Uno de los capítulos más interesantes de Badajoz, de cara a ser capital europea de la cultura, es el de la restauración. Cualquier visitante compatibiliza su interés intelectual en una ciudad con una buena comida o una buena cena. Y en este capítulo la nuestra merece reflexión aparte.

El panorama general es, desde luego, muy pobre, pero no debe generalizarse y conviene matizar.

La oferta gastronómi-ca local es muy limitada, lo que no quiere decir falta de calidad. Puede afirmarse a este respecto y sin ánimo de agraviar a nadie, que la calidad del jamón que se toma en cualquier humilde local de Badajoz suele ser muy superior a la de cualquier ciudad española que rinda culto al cerdo, divinidad totémica de España, donde las haya.

La cuestión es muy otra. Nuestra oferta culinaria resulta muy aburrida y se mueve dentro de un marco horario que, como mínimo, resulta muy peculiar.

Empecemos por el principio. Los restaurantes del centro histórico, y también una gran parte de los bares, tienen la genial idea de cerrar los domingos. Muy pocos se escapan a esa norma. Está muy claro que nuestra restauración no piensa en los turistas, sólo en los visitantes locales o provinciales. Esos que vienen los días de diario de los pueblos de la provincia a resolver cualquier asunto o a comprar algo y se quedan a comer.

No se puede pensar, ni de lejos, en ser capital cultural y cerrar, precisamente, el día en que llegan más visitantes.

Desayunar un domingo en el centro, digamos a las nueve y media de la mañana, puede convertirse en una empresa desalentadora, cuando no irritante, para quien no conozca la ciudad.
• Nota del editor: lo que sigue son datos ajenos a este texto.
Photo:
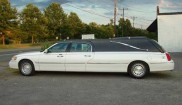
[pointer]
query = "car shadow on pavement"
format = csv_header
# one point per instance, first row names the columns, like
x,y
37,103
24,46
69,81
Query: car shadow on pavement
x,y
81,74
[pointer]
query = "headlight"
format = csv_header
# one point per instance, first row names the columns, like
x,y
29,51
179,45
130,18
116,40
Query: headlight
x,y
14,58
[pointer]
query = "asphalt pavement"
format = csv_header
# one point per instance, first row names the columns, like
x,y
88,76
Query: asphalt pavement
x,y
60,88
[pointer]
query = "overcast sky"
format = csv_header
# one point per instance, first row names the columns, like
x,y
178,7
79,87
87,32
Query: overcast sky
x,y
101,11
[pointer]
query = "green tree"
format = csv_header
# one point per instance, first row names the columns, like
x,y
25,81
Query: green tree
x,y
33,22
7,18
73,27
56,18
124,28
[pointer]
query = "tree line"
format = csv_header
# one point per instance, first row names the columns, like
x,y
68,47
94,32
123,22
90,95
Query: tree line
x,y
33,25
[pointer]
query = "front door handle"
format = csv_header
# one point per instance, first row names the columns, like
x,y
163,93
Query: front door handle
x,y
60,55
87,55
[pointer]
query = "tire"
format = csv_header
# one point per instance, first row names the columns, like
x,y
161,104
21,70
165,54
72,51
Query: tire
x,y
26,68
138,70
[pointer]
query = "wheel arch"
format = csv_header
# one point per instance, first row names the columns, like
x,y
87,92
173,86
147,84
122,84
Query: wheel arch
x,y
25,60
139,61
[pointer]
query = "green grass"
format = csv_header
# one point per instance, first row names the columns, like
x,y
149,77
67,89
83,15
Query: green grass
x,y
43,45
15,46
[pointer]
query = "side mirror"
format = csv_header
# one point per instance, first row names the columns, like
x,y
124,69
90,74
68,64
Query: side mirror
x,y
46,51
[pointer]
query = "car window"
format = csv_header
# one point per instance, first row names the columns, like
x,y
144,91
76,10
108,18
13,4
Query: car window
x,y
80,47
60,47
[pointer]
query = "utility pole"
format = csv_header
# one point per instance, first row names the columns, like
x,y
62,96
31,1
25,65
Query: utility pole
x,y
133,18
115,12
123,21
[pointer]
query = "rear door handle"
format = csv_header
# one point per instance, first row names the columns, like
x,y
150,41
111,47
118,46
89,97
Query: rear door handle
x,y
60,55
87,55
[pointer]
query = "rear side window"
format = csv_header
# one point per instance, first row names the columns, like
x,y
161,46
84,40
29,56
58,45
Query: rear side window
x,y
60,47
80,47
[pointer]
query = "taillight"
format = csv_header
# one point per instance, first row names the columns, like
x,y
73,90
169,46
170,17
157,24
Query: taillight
x,y
168,57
Yo he pasado por esa experiencia y no se la deseo a nadie. Y algo parecido ocurre con el almuerzo. De la cena no digo nada. Para ese momento el honrado forastero ha salido de estampida jurando por sus muertos que no vuelve a semejante páramo. Piénsenlo fríamente. A lo mejor, los propios vecinos se deciden a comer los domingos en un restaurante.